OH, and I see the counter is at exactly 100,000!

Do I win a Hawaiian Holiday or something?
(ineligible?? what the fuh? grumblebbumblebrumble)

Is it all on C-Span? I want to see Obama.

I missed him on the morning shows, but read the transcripts, and I think this is my favorite line:

"MR. RUSSERT: Are you going to be a liberal Democratic senator? The Republican leader in the Legislature in Illinois said that you're to the left of Mao Tse-tung.

STATE REP. OBAMA: Yeah. That was a little overblown, particularly since I had co-sponsored about five bills with the guy."

If anyone is in Boston or especially Cambridge, and wants bar or restaurant recommendations, email me.

I saw Obama on MTP this morning, and I'd use the cliche HR, if I weren't embarrassed to.

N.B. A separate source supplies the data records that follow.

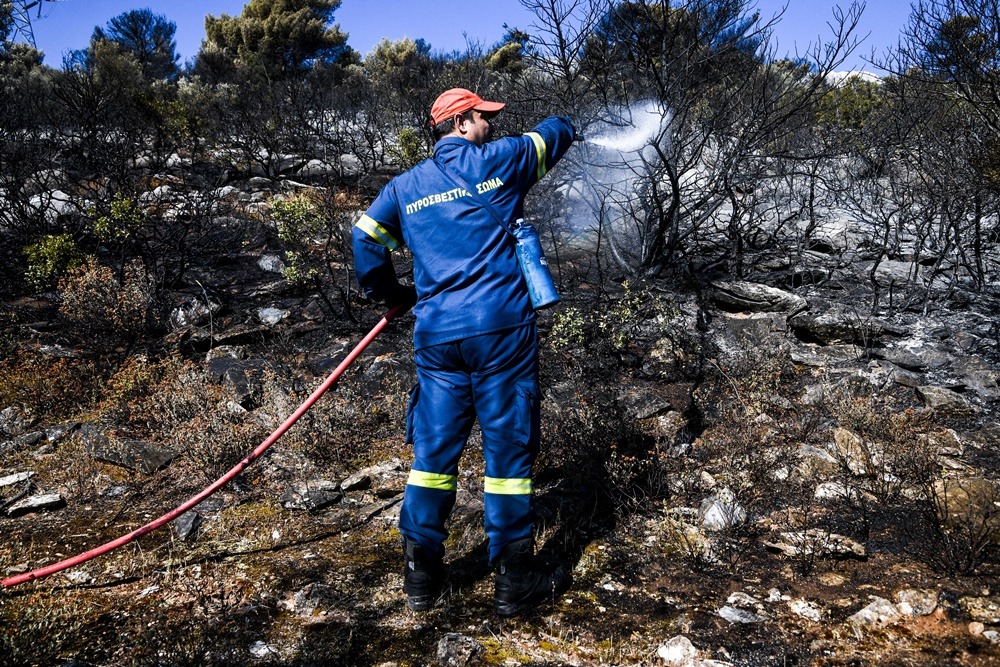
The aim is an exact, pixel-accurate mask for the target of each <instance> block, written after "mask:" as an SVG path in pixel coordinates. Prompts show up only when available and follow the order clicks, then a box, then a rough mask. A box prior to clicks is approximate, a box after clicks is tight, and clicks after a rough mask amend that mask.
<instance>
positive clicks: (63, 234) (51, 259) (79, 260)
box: [24, 234, 83, 290]
mask: <svg viewBox="0 0 1000 667" xmlns="http://www.w3.org/2000/svg"><path fill="white" fill-rule="evenodd" d="M24 254H25V256H26V257H27V258H28V270H27V272H26V273H25V276H24V277H25V280H27V282H28V284H29V285H31V286H32V287H33V288H35V289H40V290H41V289H46V288H49V287H52V286H53V285H54V284H55V283H56V281H57V280H58V279H59V278H60V277H61V276H62V275H64V274H65V273H66V272H67V271H68V270H70V269H73V268H75V267H77V266H79V265H80V264H81V263H83V254H82V253H81V252H80V250H79V248H77V246H76V241H74V240H73V237H72V236H70V235H69V234H49V235H47V236H44V237H42V238H41V239H40V240H39V241H38V242H36V243H32V244H31V245H29V246H27V247H25V248H24Z"/></svg>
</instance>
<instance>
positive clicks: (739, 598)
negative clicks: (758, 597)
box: [726, 591, 760, 607]
mask: <svg viewBox="0 0 1000 667" xmlns="http://www.w3.org/2000/svg"><path fill="white" fill-rule="evenodd" d="M726 604H730V605H733V606H734V607H754V606H756V605H758V604H760V600H758V599H757V598H755V597H754V596H752V595H750V594H748V593H744V592H743V591H736V592H735V593H733V594H732V595H730V596H729V597H728V598H726Z"/></svg>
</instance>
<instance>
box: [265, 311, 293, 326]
mask: <svg viewBox="0 0 1000 667" xmlns="http://www.w3.org/2000/svg"><path fill="white" fill-rule="evenodd" d="M291 314H292V311H290V310H285V309H283V308H258V309H257V319H258V320H260V321H261V322H262V323H263V324H272V325H273V324H277V323H278V322H281V321H282V320H286V319H288V317H289V316H290V315H291Z"/></svg>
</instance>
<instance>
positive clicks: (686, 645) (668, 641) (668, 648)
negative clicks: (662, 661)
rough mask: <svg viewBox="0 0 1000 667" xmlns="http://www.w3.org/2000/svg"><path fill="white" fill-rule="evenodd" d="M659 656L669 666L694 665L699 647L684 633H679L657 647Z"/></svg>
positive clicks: (663, 663)
mask: <svg viewBox="0 0 1000 667" xmlns="http://www.w3.org/2000/svg"><path fill="white" fill-rule="evenodd" d="M656 655H657V657H658V658H659V659H660V660H662V661H663V664H664V665H667V667H693V666H694V661H695V658H696V657H698V649H696V648H695V647H694V644H692V643H691V640H690V639H688V638H687V637H685V636H684V635H677V636H676V637H674V638H673V639H671V640H670V641H668V642H667V643H666V644H663V645H662V646H660V648H658V649H656Z"/></svg>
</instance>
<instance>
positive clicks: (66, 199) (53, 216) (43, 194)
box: [28, 190, 90, 224]
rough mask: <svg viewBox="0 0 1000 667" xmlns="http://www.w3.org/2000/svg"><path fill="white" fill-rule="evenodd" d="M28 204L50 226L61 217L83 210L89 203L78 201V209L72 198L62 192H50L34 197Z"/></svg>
mask: <svg viewBox="0 0 1000 667" xmlns="http://www.w3.org/2000/svg"><path fill="white" fill-rule="evenodd" d="M28 204H29V206H31V207H32V208H34V209H35V212H36V213H38V214H41V215H43V216H44V217H45V220H46V221H47V222H49V223H51V224H54V223H56V222H57V221H58V220H59V218H60V217H61V216H63V215H72V214H73V213H76V212H77V211H78V210H85V209H86V208H87V207H88V206H89V205H90V203H89V202H85V201H80V202H79V204H80V207H79V209H78V208H77V204H76V203H74V201H73V197H71V196H70V195H68V194H66V193H65V192H63V191H62V190H52V191H50V192H44V193H42V194H39V195H35V196H33V197H31V198H30V199H29V200H28Z"/></svg>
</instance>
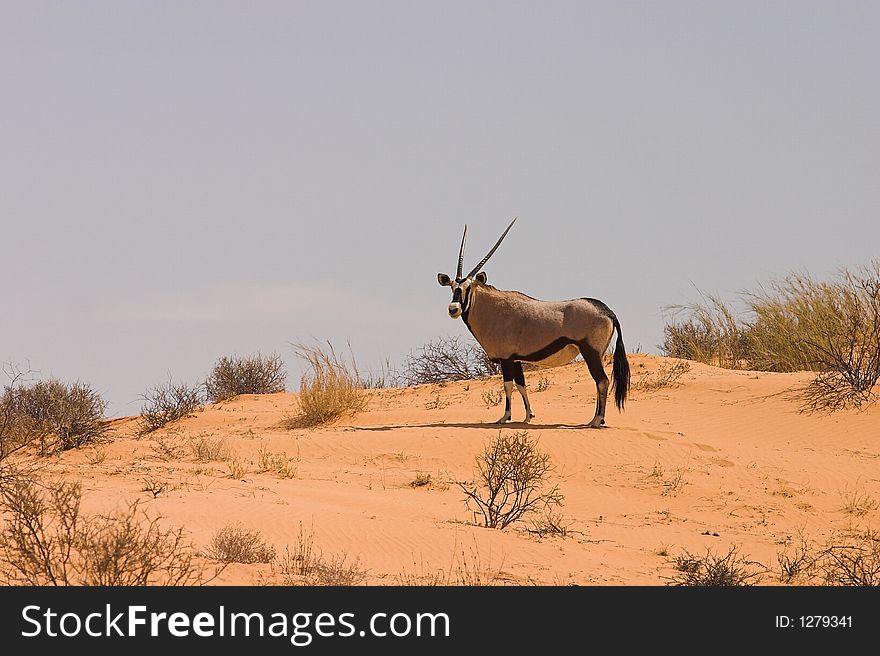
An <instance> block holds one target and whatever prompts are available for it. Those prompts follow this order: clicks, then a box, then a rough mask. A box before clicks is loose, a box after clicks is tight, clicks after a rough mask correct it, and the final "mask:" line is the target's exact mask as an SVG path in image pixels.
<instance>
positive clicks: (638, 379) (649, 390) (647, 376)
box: [633, 360, 691, 392]
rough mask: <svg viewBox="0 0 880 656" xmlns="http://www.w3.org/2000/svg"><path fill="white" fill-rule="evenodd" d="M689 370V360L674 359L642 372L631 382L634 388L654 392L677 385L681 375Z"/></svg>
mask: <svg viewBox="0 0 880 656" xmlns="http://www.w3.org/2000/svg"><path fill="white" fill-rule="evenodd" d="M690 370H691V364H690V362H688V361H686V360H676V361H675V362H674V363H672V364H666V363H664V364H662V365H661V366H660V367H659V368H658V369H657V370H656V371H654V372H652V373H649V374H644V375H642V376H641V377H639V379H638V380H637V381H636V382H635V383H634V384H633V389H634V390H639V391H641V392H655V391H657V390H659V389H663V388H665V387H678V386H679V385H681V382H680V379H681V377H682V376H683V375H684V374H686V373H687V372H689V371H690Z"/></svg>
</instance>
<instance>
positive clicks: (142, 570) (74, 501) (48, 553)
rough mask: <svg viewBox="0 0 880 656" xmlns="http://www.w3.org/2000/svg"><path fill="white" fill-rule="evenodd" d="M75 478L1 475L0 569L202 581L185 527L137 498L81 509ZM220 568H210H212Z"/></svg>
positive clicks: (23, 580)
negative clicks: (155, 509)
mask: <svg viewBox="0 0 880 656" xmlns="http://www.w3.org/2000/svg"><path fill="white" fill-rule="evenodd" d="M81 498H82V490H81V487H80V485H79V484H78V483H69V482H64V481H62V482H53V483H49V484H45V485H44V484H41V483H39V482H36V481H34V480H32V479H30V478H23V477H17V478H15V479H13V480H8V479H7V480H6V481H4V485H3V486H2V490H0V502H2V506H3V510H4V511H5V512H6V514H7V522H6V524H5V525H4V527H3V530H2V533H0V554H2V558H0V562H2V565H0V572H2V576H3V578H5V579H6V581H7V582H8V583H10V584H24V585H100V586H130V585H193V584H201V583H204V582H206V579H205V576H204V571H203V569H202V568H201V567H200V566H198V565H197V563H196V560H195V557H196V554H195V551H194V550H193V549H192V547H191V545H190V544H188V543H187V542H186V540H185V539H184V532H183V529H169V530H165V529H162V527H161V526H160V524H159V519H160V518H158V517H155V518H150V517H148V516H147V515H146V513H144V512H143V511H141V510H140V508H139V506H138V503H137V502H134V503H132V504H130V505H129V506H128V508H127V509H126V510H124V511H121V512H117V513H113V514H106V515H93V516H84V515H82V514H81V512H80V501H81ZM216 574H217V572H215V573H214V576H216Z"/></svg>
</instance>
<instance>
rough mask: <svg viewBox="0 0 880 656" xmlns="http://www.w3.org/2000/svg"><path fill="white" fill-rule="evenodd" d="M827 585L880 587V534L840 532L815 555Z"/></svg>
mask: <svg viewBox="0 0 880 656" xmlns="http://www.w3.org/2000/svg"><path fill="white" fill-rule="evenodd" d="M816 563H817V567H818V568H819V570H820V571H821V572H822V576H823V578H824V582H825V584H826V585H842V586H859V587H866V586H872V587H873V586H880V533H878V532H876V531H873V530H870V529H869V530H866V531H863V532H852V533H849V534H841V535H840V536H838V538H837V541H834V542H831V543H829V544H828V545H827V546H826V547H825V549H824V550H823V551H822V552H821V553H820V554H819V556H818V557H817V558H816Z"/></svg>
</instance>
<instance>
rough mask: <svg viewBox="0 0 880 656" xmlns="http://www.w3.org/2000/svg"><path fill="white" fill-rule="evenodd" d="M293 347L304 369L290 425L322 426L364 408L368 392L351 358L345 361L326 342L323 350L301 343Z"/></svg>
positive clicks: (356, 412)
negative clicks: (305, 370) (305, 367)
mask: <svg viewBox="0 0 880 656" xmlns="http://www.w3.org/2000/svg"><path fill="white" fill-rule="evenodd" d="M294 350H295V352H296V355H297V356H298V357H299V358H301V359H302V360H304V361H305V363H306V364H307V365H308V370H307V371H306V372H305V373H304V374H303V375H302V377H301V378H300V392H299V413H298V414H297V415H296V416H294V417H293V418H291V419H290V421H289V422H288V425H289V426H290V427H291V428H311V427H315V426H324V425H327V424H331V423H333V422H335V421H337V420H339V419H341V418H343V417H349V416H353V415H356V414H357V413H359V412H362V411H363V410H364V409H365V408H366V406H367V402H368V401H369V392H368V390H366V389H365V388H364V386H363V384H362V382H361V380H360V376H359V374H358V370H357V365H356V364H355V363H354V359H353V358H352V362H351V363H347V362H345V361H344V360H343V359H342V358H340V357H339V356H338V355H337V354H336V351H335V350H334V349H333V346H332V345H331V344H329V342H328V345H327V349H326V350H325V349H323V348H321V347H320V346H305V345H303V344H295V345H294Z"/></svg>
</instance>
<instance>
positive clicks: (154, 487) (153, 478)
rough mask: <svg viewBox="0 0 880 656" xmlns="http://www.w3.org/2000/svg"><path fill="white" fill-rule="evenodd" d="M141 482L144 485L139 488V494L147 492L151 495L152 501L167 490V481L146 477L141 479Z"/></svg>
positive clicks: (164, 480)
mask: <svg viewBox="0 0 880 656" xmlns="http://www.w3.org/2000/svg"><path fill="white" fill-rule="evenodd" d="M141 480H142V481H143V483H144V486H143V487H142V488H141V492H149V493H150V494H152V495H153V498H154V499H155V498H157V497H158V496H159V495H160V494H162V493H163V492H164V491H165V490H166V489H168V481H166V480H165V479H160V478H155V477H153V476H148V477H145V478H142V479H141Z"/></svg>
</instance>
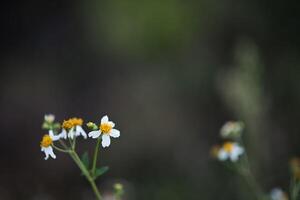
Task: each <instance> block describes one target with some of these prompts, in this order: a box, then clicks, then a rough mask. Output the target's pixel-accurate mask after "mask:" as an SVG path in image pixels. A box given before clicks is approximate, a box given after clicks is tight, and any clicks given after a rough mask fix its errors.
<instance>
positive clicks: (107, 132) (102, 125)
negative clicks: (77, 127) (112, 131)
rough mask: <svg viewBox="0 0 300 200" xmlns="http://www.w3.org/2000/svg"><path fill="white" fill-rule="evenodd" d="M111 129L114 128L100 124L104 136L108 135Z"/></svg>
mask: <svg viewBox="0 0 300 200" xmlns="http://www.w3.org/2000/svg"><path fill="white" fill-rule="evenodd" d="M111 129H112V126H111V125H110V124H109V123H103V124H100V130H101V132H102V133H104V134H108V133H109V132H110V130H111Z"/></svg>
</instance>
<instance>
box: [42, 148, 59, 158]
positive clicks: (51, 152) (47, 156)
mask: <svg viewBox="0 0 300 200" xmlns="http://www.w3.org/2000/svg"><path fill="white" fill-rule="evenodd" d="M44 152H45V155H46V157H45V160H47V159H48V158H49V155H50V156H51V157H52V158H53V159H55V158H56V156H55V154H54V153H53V149H52V147H51V146H49V147H46V148H45V147H44Z"/></svg>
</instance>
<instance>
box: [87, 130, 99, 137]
mask: <svg viewBox="0 0 300 200" xmlns="http://www.w3.org/2000/svg"><path fill="white" fill-rule="evenodd" d="M88 135H89V137H92V138H98V137H99V136H100V135H101V133H100V131H91V132H89V134H88Z"/></svg>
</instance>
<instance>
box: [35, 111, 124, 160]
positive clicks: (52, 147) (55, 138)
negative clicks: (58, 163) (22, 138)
mask: <svg viewBox="0 0 300 200" xmlns="http://www.w3.org/2000/svg"><path fill="white" fill-rule="evenodd" d="M82 126H83V119H81V118H76V117H73V118H70V119H67V120H64V121H63V122H62V125H60V123H57V122H55V116H54V115H52V114H50V115H45V117H44V123H43V125H42V128H43V129H46V130H48V134H45V135H44V136H43V138H42V141H41V143H40V146H41V151H43V152H44V153H45V160H47V159H48V158H49V156H50V157H52V158H53V159H55V158H56V155H55V154H54V152H53V148H56V149H60V148H59V147H57V146H56V145H55V144H54V142H56V141H59V142H60V144H61V145H63V146H65V145H64V144H65V143H64V140H69V141H70V142H71V143H72V145H74V144H75V140H76V138H77V137H79V136H82V137H83V138H84V139H87V137H90V138H93V139H98V138H99V139H101V140H102V147H104V148H105V147H109V145H110V143H111V141H110V137H113V138H118V137H120V131H119V130H117V129H115V128H114V127H115V123H114V122H112V121H109V118H108V116H107V115H105V116H104V117H102V119H101V123H100V124H99V126H98V127H97V125H96V124H95V123H93V122H89V123H87V127H88V128H90V129H91V131H90V132H89V133H88V134H87V133H86V131H85V130H84V129H83V127H82Z"/></svg>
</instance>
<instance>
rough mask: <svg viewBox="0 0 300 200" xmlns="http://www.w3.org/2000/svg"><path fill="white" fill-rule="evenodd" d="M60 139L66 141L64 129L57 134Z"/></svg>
mask: <svg viewBox="0 0 300 200" xmlns="http://www.w3.org/2000/svg"><path fill="white" fill-rule="evenodd" d="M58 135H59V137H60V139H61V138H62V139H67V131H66V129H62V131H61V132H60V133H59V134H58Z"/></svg>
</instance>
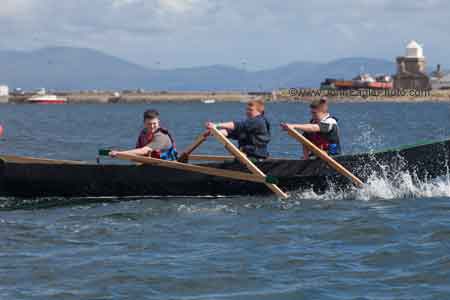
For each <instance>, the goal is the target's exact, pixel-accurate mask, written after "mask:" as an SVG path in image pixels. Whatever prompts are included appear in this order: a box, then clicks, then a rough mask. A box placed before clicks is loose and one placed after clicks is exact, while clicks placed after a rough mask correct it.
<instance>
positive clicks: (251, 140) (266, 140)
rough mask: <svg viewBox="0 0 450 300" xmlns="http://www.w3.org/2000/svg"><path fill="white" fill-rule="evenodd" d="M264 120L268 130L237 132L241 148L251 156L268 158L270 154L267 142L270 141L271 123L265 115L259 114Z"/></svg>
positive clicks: (256, 157) (240, 148) (257, 157)
mask: <svg viewBox="0 0 450 300" xmlns="http://www.w3.org/2000/svg"><path fill="white" fill-rule="evenodd" d="M259 118H262V119H263V120H264V123H265V126H266V132H247V131H243V132H239V133H238V134H237V137H236V138H237V140H238V142H239V148H240V150H241V151H243V152H244V153H245V154H247V155H248V156H249V157H254V158H263V159H264V158H267V157H268V156H269V154H268V152H267V144H268V143H269V142H270V135H271V134H270V131H271V129H270V123H269V121H268V120H267V119H266V117H265V116H264V115H261V116H259Z"/></svg>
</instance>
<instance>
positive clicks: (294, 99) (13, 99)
mask: <svg viewBox="0 0 450 300" xmlns="http://www.w3.org/2000/svg"><path fill="white" fill-rule="evenodd" d="M55 94H56V95H58V96H62V97H66V98H67V101H68V102H69V103H105V104H108V103H152V102H155V103H158V102H207V103H212V102H246V101H248V100H250V99H252V98H254V97H258V96H262V97H264V98H265V99H266V100H268V101H271V102H285V101H294V102H310V101H312V100H314V99H319V98H320V97H322V96H327V97H328V98H329V100H330V101H331V102H336V103H339V102H428V101H430V102H431V101H437V102H450V90H430V91H416V90H402V91H395V90H391V91H374V90H372V91H370V90H353V91H329V90H318V89H285V90H279V91H276V92H271V93H269V92H267V93H264V92H254V93H245V92H239V91H235V92H233V91H231V92H214V91H210V92H141V93H139V92H131V93H117V92H58V93H55ZM32 95H33V94H31V93H27V94H23V95H10V96H9V98H8V97H2V98H1V99H0V103H7V102H9V103H25V102H26V99H28V98H29V97H31V96H32Z"/></svg>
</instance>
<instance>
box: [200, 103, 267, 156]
mask: <svg viewBox="0 0 450 300" xmlns="http://www.w3.org/2000/svg"><path fill="white" fill-rule="evenodd" d="M246 116H247V118H246V119H245V120H242V121H231V122H224V123H216V124H214V123H211V122H207V123H206V125H205V127H206V129H211V128H213V127H214V126H215V127H216V128H218V129H219V130H220V131H221V132H222V133H223V134H224V135H225V136H227V137H229V138H230V139H234V140H237V141H238V147H239V149H240V150H241V151H242V152H244V153H245V154H246V155H247V156H248V157H249V158H255V159H266V158H268V157H269V152H268V150H267V145H268V144H269V142H270V123H269V121H268V120H267V118H266V117H265V116H264V101H263V100H261V99H257V100H252V101H250V102H248V104H247V109H246Z"/></svg>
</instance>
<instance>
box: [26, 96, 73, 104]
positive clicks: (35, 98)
mask: <svg viewBox="0 0 450 300" xmlns="http://www.w3.org/2000/svg"><path fill="white" fill-rule="evenodd" d="M26 102H27V103H34V104H65V103H67V98H66V97H61V96H57V95H47V94H44V95H34V96H32V97H30V98H28V99H27V100H26Z"/></svg>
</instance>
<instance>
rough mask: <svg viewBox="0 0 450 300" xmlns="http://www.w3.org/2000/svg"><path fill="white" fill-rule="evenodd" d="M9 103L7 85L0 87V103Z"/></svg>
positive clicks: (8, 97)
mask: <svg viewBox="0 0 450 300" xmlns="http://www.w3.org/2000/svg"><path fill="white" fill-rule="evenodd" d="M8 101H9V88H8V86H7V85H0V103H7V102H8Z"/></svg>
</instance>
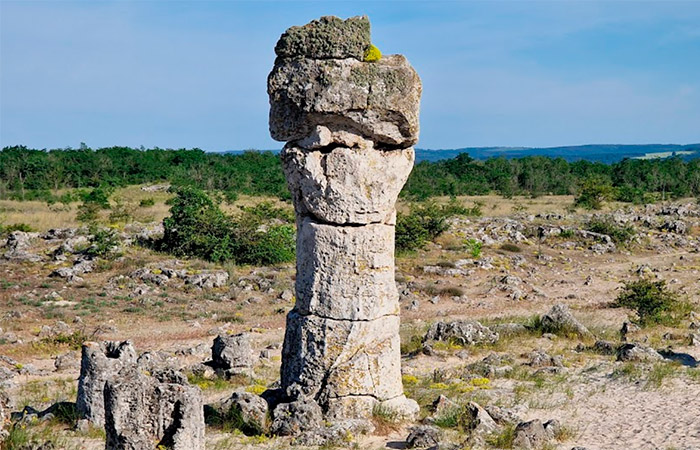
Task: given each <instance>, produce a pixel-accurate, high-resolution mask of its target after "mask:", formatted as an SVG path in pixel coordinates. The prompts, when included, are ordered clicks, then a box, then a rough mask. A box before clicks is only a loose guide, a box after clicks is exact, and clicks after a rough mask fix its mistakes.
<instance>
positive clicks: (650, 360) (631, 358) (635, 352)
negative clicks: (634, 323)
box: [617, 344, 663, 362]
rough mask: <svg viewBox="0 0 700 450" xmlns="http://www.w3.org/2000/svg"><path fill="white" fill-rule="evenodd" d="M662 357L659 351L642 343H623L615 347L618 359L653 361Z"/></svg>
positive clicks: (659, 360) (620, 360)
mask: <svg viewBox="0 0 700 450" xmlns="http://www.w3.org/2000/svg"><path fill="white" fill-rule="evenodd" d="M662 359H663V356H661V355H660V354H659V352H657V351H656V350H654V349H653V348H651V347H647V346H646V345H642V344H623V345H621V346H620V348H618V349H617V360H618V361H633V362H654V361H660V360H662Z"/></svg>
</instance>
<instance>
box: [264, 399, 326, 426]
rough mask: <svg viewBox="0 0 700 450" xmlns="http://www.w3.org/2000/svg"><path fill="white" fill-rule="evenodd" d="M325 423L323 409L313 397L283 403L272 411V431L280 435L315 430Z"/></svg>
mask: <svg viewBox="0 0 700 450" xmlns="http://www.w3.org/2000/svg"><path fill="white" fill-rule="evenodd" d="M322 423H323V411H322V410H321V407H320V406H319V405H318V403H316V402H315V401H314V400H313V399H311V398H308V397H303V396H301V397H300V398H299V399H297V400H295V401H293V402H289V403H281V404H279V405H277V407H276V408H275V409H274V411H273V412H272V425H271V426H270V431H272V433H274V434H277V435H280V436H293V435H297V434H300V433H302V432H305V431H310V430H314V429H316V428H318V427H320V426H321V424H322Z"/></svg>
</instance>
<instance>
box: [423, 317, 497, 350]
mask: <svg viewBox="0 0 700 450" xmlns="http://www.w3.org/2000/svg"><path fill="white" fill-rule="evenodd" d="M423 341H424V342H428V341H451V342H456V343H458V344H460V345H465V346H466V345H476V344H483V343H488V344H493V343H494V342H496V341H498V333H496V332H494V331H492V330H491V329H490V328H488V327H485V326H484V325H482V324H481V323H479V322H477V321H466V320H457V321H454V322H437V323H434V324H433V325H432V326H431V327H430V328H429V329H428V332H427V333H426V335H425V337H424V338H423Z"/></svg>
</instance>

I first heard of him when I was doing a bit of temp work for a local poller (who does national work), and I made about umpty thousand calls to Illinois to ask people various questions, most having to do with Barak Obama. Most hadn't heard of him, then, back in early 2002.

To be sure, neither had I, before that.

I'm reasonably sure, though not provably, since they want to keep such things anonymous, of course, that the survey was paid for by the Illinois Democratic Party, in some form.

There was the normal amount of racism in the answers I got, but also an interesting amount of positive answers.

Back today, having followed him since, I think Obama will do well at the convention, and, not unlike some 92 guy who famously bored everyone (with cause) in '88, I look forward to a possible President Obama in 2012/2016, or so.

On the meta-blogging stuff, I must reprint this:

I keep on getting deluged with calls and emails wanting to know about the Convention and what bloggers are going to be doing there. In this post - which you are not under any circumstance allowed to link to, sending me delicious ego-gratifying trackbacks - I will reveal what makes bloggers special:

Bloggers know how to levitate. Bloggers can see through walls. Bloggers can talk to the unicorns that are observing and protecting humanity at all times, unseen. Bloggers are also invariably prone to spin, lies, rumor, and innuendo, hapless against the wily ways of campaign consultants and PR people. Bloggers are real journalists, unconstrained by the normal rules of fashion. Bloggers are not real journalists, but they look great in blue. All of them. Bloggers are editors plus sprinkles and whipped cream. All bloggers want is to be loved by the establishment. Bloggers hate you. And bloggers can curse. F*ck.*

*oh, the irony.

Katherine, please take up your password again, now.

Please?

Moe,

Don't you think it unkind to do a "Coals to Newcastle" post on the eve of the convention. Although, a 'free trade' angle might be interesting.

Al Jazeera is planning twelve hours of coverage. Which is an awful lot more than the U.S. networks, if I'm not mistaken.

Also note this:
"The network issued a code of ethics this month that pledges to "uphold journalistic values of honesty, boldness, fairness and balance."